Identité
Par Jérôme le mercredi 16 décembre 2009, 21:02 - love, etc. - Lien permanent
Qu'est-ce qui fait que nous soyons pédales ? Je veux dire :
aujourd'hui, en 2009, bientôt 10, dans un monde finissant où la banquise se
liquéfie, quelles sont les liens entre nous, quelles sont nos forces, nos
saveurs, nos couleurs, la petite chose en plus qui permet à ce Monde débile de
tourner un peu plus rond ? J'en suis convaincu, je l'ai déjà mainte fois
ressassé ici : être pédé est une chance inouïe, un miracle. Notre vie
n'est pas portée vers la procréation, l'accomplissement, mais autre chose...
C'est cet autre chose-là qui va nous arrêter.
Un couple de mecs, c'est un moment un peu bizarre à passer dans la vie :
il faut construire, mais sur des bases relativement inédites tout de
même ; certains mettent tout dans leur petit appart à deux, d'autres
vivent de manière plus indépendantes, d'autres enfin sont en couple sans
l'être, il y a du sentiment, mais sans enjeux démesurés, avec une petite
certitude qui gratte le fond de la cervelle et qui chuchote que rien ne dure
dans ce monde. Héraclite l'obscur, celui qui pensait que tout devait perdurer
en ce bas-monde, n'a pas vaincu. Notre vie change, se feuillette, s'emporte, et
nous changeons avec elle, emportant nos anciennes amours, nos relations
d'autrefois, les remisant dans les boîtes à souvenirs, parfois dans l'oubli.

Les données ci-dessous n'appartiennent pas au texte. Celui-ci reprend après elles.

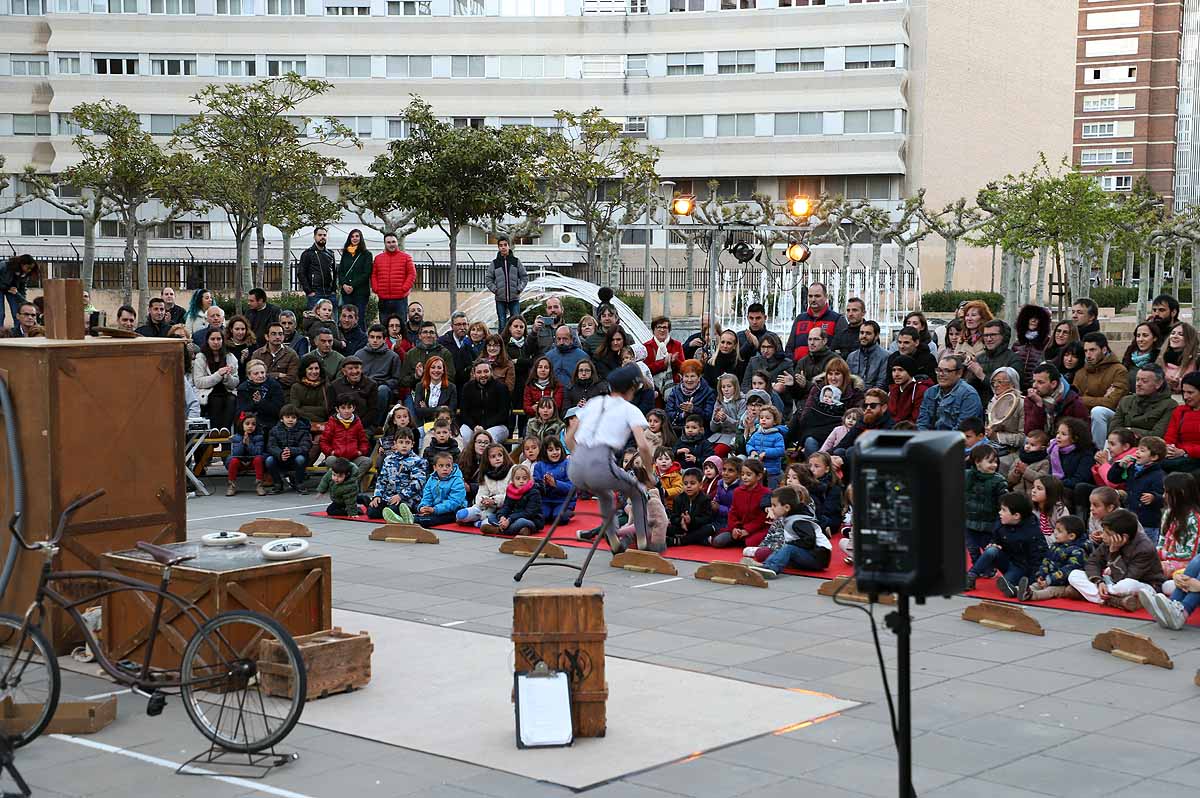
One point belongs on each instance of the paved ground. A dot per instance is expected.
(996, 714)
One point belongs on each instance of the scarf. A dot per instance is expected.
(1054, 451)
(515, 492)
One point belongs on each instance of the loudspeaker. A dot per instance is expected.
(909, 513)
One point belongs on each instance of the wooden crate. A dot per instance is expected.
(294, 592)
(335, 661)
(93, 414)
(564, 628)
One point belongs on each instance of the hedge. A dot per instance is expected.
(947, 301)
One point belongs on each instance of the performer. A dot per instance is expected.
(605, 425)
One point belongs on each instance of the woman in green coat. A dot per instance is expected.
(354, 275)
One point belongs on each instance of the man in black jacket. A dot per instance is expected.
(318, 270)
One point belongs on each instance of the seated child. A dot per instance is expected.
(444, 493)
(247, 448)
(551, 478)
(691, 514)
(493, 483)
(287, 450)
(400, 481)
(669, 473)
(1065, 555)
(441, 439)
(341, 481)
(1123, 563)
(982, 491)
(1141, 471)
(747, 525)
(694, 447)
(1017, 547)
(795, 539)
(521, 511)
(1031, 462)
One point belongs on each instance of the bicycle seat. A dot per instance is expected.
(163, 556)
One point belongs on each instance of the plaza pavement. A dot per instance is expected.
(996, 714)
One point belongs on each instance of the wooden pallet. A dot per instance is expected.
(1005, 617)
(526, 545)
(403, 533)
(851, 592)
(1132, 647)
(275, 528)
(643, 563)
(731, 574)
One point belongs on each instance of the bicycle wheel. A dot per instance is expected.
(29, 678)
(243, 682)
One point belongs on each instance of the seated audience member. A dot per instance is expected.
(287, 450)
(1125, 563)
(444, 493)
(1015, 551)
(247, 448)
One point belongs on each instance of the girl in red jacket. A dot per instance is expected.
(748, 516)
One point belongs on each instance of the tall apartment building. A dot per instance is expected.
(775, 96)
(1127, 91)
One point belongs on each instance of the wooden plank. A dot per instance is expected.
(730, 574)
(405, 533)
(851, 592)
(643, 563)
(1006, 617)
(1132, 647)
(275, 528)
(526, 545)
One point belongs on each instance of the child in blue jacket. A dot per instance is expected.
(444, 493)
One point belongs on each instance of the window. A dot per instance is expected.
(735, 124)
(685, 64)
(275, 67)
(173, 65)
(30, 124)
(173, 6)
(52, 227)
(30, 65)
(409, 66)
(347, 66)
(735, 61)
(690, 126)
(115, 65)
(409, 7)
(467, 66)
(238, 67)
(803, 124)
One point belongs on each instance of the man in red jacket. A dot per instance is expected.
(393, 277)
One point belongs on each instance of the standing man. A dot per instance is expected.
(817, 315)
(318, 271)
(507, 279)
(262, 313)
(393, 277)
(157, 324)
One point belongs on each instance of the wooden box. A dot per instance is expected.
(564, 628)
(93, 414)
(335, 661)
(294, 592)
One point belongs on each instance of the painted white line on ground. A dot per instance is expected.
(263, 511)
(673, 579)
(249, 784)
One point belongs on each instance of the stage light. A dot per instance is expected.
(683, 205)
(798, 252)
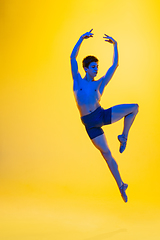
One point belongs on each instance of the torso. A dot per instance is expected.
(87, 95)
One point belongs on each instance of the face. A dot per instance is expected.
(92, 69)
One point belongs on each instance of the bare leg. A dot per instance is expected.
(100, 143)
(129, 112)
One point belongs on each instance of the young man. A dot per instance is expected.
(88, 93)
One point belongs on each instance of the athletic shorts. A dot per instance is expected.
(95, 120)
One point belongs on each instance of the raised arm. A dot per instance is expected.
(107, 77)
(74, 65)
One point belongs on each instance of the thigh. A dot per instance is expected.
(120, 111)
(100, 143)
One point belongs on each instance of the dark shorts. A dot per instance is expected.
(95, 120)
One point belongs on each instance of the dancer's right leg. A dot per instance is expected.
(100, 143)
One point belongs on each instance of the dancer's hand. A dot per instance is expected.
(109, 39)
(87, 34)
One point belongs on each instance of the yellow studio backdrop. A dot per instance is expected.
(53, 183)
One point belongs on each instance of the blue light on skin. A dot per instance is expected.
(91, 71)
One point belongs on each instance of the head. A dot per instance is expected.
(90, 65)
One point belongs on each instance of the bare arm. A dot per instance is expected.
(74, 65)
(107, 77)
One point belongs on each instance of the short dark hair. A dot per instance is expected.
(87, 60)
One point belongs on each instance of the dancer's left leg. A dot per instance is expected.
(129, 112)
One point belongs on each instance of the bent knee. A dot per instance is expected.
(107, 154)
(136, 110)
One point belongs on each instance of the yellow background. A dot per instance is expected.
(53, 183)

S'estompent haines, peurs et rancoeurs, et un renouveau perpétuel se fait
jour ; nous agissons pour que la chose se déroule avec le moins
d'encombres possibles, certains savent s'y prendre mieux que d'autres, et c'est
ainsi.
L'identité, on le voit avec le débat actuel, impliquerait un vieux fond
maurassien : celui de la durée, de la pierre rugueuse qui graduellement se
recouvre de mousse. Que pouvons-nous faire durer lorsque nous sommes avec un
autre mec ? Une seule et unique chose à mon avis : l'humour. Le pédé
a de l'humour, il doit en avoir, et je déplore que nos associations et autres
sidacrates soient aussi amusants qu'un congrès de jansénistes lettons. Nous ne
rions plus, de rien. Or, la douce ironie, le clin d'oeil complice, le rire
ensemble émaillent nos esprits de quantités de souvenirs qui, avec le temps,
forgent un lien indéfectible, même si dans le même temps les sentiments
s'émoussent. Tous mes mecs avaient de l'humour, moi-même, je dois plaisanter
deux heures par jour. C'est le rire qui fit notre force, c'est le brocard qui
aura raison de nos normes, de nos familles parfois chiantes, de la coincitude
généralisée. L'identité gaie ne mourra pas tant que la mort n'aura pas refermé
à jamais nos sourires. Riez, vous aimerez.
Bon vent !
"Alors il paraît que vous êtes amie avec la duchesse d'Arcourt..., et même
très amie... On prétend partout que vous êtes très liées, c'est vrai ?"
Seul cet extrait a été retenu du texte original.